蔦屋重三郎も手掛けた多種多様な江戸時代の「出版物」の魅力を、現代のマンガでわかりやすく解説した一冊が、「マンガでやさしくわかる 江戸の娯楽本」。教科書で名前を聞いたことがある名作から、現代に通じるような斬新な作品まで楽しく知ることができます。

一番初めに紹介されているのが『江戸生艶気樺焼』(えどうまれうわきのかばやき)

タイトルの「江戸生」は江戸っ子、「艶気」は浮気=浮ついた気持ちや恋愛体質を指し、主人公・艶二郎の名前にもかけています。蒲焼は当時の代表的なグルメ「うなぎ(の蒲焼き)」と、「うわき」のだじゃれをかけています。

大金持ちの一人息子である主人公・艶二郎。なかなかさえない男がモテモテのエピソードを流して話題になるためにあれこれ工作を行いますが、エピソードは笑えるものばかり。主人公・艶二郎は、ダンゴ鼻に丸顔の人物として描かれていますが、文章では中盤まで容姿に関する説明は無く、文で語らず絵で見せることで読者にわからせるテクニックも面白く、マンガや絵本と通じるものがあります。艶二郎の浮気心や当時の風俗を面白おかしく描きつつ、彼を支える花魁の「浮名」などのキャラクターも魅力的。

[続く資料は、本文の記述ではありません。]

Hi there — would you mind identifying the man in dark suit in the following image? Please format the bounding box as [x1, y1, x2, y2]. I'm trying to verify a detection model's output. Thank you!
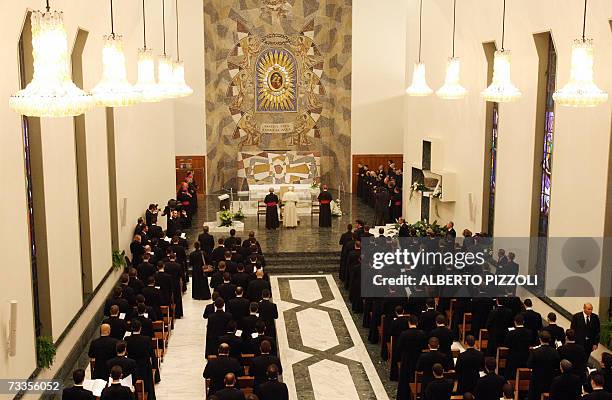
[558, 329, 588, 382]
[231, 265, 253, 290]
[154, 262, 173, 306]
[522, 299, 543, 344]
[218, 273, 237, 303]
[88, 324, 119, 380]
[424, 363, 454, 400]
[240, 302, 262, 341]
[550, 359, 583, 400]
[198, 226, 215, 256]
[474, 357, 506, 400]
[204, 292, 220, 320]
[103, 305, 128, 341]
[395, 315, 428, 400]
[210, 262, 228, 290]
[582, 372, 612, 400]
[259, 289, 278, 337]
[250, 341, 282, 387]
[213, 373, 246, 400]
[228, 287, 250, 322]
[543, 312, 566, 346]
[221, 251, 238, 274]
[570, 303, 601, 359]
[247, 269, 271, 302]
[203, 344, 243, 395]
[62, 369, 95, 400]
[419, 298, 441, 333]
[504, 314, 534, 380]
[142, 276, 163, 319]
[470, 297, 494, 339]
[104, 287, 130, 316]
[216, 320, 244, 360]
[429, 314, 453, 357]
[248, 321, 276, 356]
[254, 364, 288, 400]
[456, 335, 485, 394]
[100, 366, 134, 400]
[206, 298, 234, 357]
[416, 337, 453, 391]
[164, 253, 184, 318]
[527, 331, 561, 400]
[486, 298, 514, 356]
[132, 303, 154, 338]
[125, 320, 157, 400]
[388, 304, 411, 380]
[210, 239, 227, 265]
[106, 341, 137, 379]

「江戸生艶気樺焼」は天明五年(1785年)に発刊された全三巻の黄表紙です。黄表紙とは、蔦屋重三郎も数多くかかわった大人向けの娯楽本。パロディやギャグもきいており、荒唐無稽な作品も多数見られます。挿絵にしかない情報がたくさん散りばめられており、人々は文章だけではなく絵で見て物語を楽しんでいたようです。

このほかにも、「桃太郎」の後日談を描いた『桃太郎後日噺』、千手観音が不景気のために手を貸し出す『大悲千禄本』や、『東海道中膝栗毛』、『南総里見八犬伝』、『好色一代男』、『雨月物語』などの有名な作品も取り上げています。

マンガパートでは原書の挿絵要素も取り入れ、解説部分ではマンガの補足や作品の背景も解説しています。当時の文化や世相に触れながら大河ドラマをさらに楽しめます。